Augmenter la durée de vie des produits, concevoir ceux-ci en utilisant des pratiques qui ont un réel impact pour la planète, convaincre tout le monde… Patagonia ne chôme pas. «La dernière chose qu’on veut, c’est faire ça tout seul», me dit Matt Dwyer, en parlant de la certification ROC. Casquette Patagonia marine sur la tête, il est responsable des matériaux et de l’innovation. 

«On veut laisser le monde dans un meilleur état que nous l’avons trouvé, me dit-il, tout simplement. Et on a trouvé en l’agriculture régénératrice le moyen de le faire.» 

Le temps commence à presser

Dernière soirée en Californie. Je quitte la cohue du siège social pour me diriger vers la mer. Spot réputé, la plage de Surfers Point s’étire sur quelques kilomètres de galets et de sable blond. Dans l’eau, les surfeurs s’élancent en quête de la meilleure vague. Insoucieux, peut-être, au fait que nous sommes en train de détruire notre environnement. Et que dans le monde de demain, profiter d’une nature intacte relèvera peut-être du miracle.

La ROC et l’agriculture régénératrice ne sont encore qu’un projet pilote, mais elles ont un véritable potentiel.
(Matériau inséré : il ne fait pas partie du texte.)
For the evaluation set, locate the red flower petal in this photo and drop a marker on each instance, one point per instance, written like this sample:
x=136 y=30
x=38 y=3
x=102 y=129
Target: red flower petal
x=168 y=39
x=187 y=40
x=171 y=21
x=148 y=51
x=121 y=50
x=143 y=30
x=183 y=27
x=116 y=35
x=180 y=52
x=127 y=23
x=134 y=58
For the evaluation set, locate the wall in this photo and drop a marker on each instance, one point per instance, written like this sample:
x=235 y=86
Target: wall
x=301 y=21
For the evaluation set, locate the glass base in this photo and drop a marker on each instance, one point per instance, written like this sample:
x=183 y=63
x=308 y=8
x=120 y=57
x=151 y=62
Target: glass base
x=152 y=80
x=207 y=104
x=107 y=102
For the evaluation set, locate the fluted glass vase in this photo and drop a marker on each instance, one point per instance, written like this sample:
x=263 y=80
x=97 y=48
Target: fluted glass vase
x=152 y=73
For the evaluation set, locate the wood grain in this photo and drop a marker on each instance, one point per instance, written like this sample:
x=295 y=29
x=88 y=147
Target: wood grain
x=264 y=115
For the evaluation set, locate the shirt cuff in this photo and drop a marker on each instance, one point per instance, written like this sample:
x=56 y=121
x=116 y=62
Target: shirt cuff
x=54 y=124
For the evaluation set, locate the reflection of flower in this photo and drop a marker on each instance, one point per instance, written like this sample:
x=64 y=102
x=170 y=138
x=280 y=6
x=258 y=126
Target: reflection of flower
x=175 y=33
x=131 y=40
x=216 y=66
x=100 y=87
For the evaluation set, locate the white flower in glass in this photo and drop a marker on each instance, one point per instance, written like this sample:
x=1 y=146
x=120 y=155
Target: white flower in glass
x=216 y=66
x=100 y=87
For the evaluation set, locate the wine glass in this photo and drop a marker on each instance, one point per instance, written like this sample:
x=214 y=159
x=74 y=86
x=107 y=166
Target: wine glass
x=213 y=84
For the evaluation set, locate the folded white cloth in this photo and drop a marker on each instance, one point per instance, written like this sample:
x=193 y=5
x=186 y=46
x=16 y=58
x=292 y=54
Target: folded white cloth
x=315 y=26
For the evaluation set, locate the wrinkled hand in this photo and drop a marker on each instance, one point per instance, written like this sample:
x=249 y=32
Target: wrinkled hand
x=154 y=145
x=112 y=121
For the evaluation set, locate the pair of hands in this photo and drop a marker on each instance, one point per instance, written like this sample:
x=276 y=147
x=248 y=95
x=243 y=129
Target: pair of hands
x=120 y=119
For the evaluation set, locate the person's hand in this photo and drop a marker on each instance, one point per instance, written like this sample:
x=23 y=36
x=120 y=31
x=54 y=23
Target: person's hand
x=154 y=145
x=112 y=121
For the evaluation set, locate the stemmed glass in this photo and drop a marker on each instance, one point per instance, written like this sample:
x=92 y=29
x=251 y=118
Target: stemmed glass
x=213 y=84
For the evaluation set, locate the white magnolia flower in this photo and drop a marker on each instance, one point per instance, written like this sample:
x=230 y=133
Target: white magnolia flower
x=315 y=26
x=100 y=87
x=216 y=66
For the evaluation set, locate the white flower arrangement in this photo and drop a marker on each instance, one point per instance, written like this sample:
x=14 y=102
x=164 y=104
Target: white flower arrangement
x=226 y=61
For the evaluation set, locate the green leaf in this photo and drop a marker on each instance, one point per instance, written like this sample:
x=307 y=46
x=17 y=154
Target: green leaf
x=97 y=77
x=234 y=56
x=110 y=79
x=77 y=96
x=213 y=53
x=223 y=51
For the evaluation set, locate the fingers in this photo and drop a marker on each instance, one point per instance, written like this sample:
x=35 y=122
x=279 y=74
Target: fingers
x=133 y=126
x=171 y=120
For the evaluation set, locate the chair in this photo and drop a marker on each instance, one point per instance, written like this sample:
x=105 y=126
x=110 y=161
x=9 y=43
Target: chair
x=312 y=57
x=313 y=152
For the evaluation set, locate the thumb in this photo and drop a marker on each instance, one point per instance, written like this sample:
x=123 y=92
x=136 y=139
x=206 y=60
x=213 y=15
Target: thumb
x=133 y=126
Celui de renverser le processus du réchauffement de la planète. Rien de moins.  

Vue aérienne de la ferme Steel Acres, à Ojai.

Au milieu de tout ce pessimisme et des désastres causés par l’homme, ma rencontre avec ces artisans du changement est un véritable souffle de fraîcheur. Il n’est pas trop tard pour sauver la planète. Habituée d’être à l’avant-garde et de faire les choses différemment, Patagonia l’a bien compris. Et saura, je n’ai aucun doute, convaincre l’industrie de lui emboîter le pas.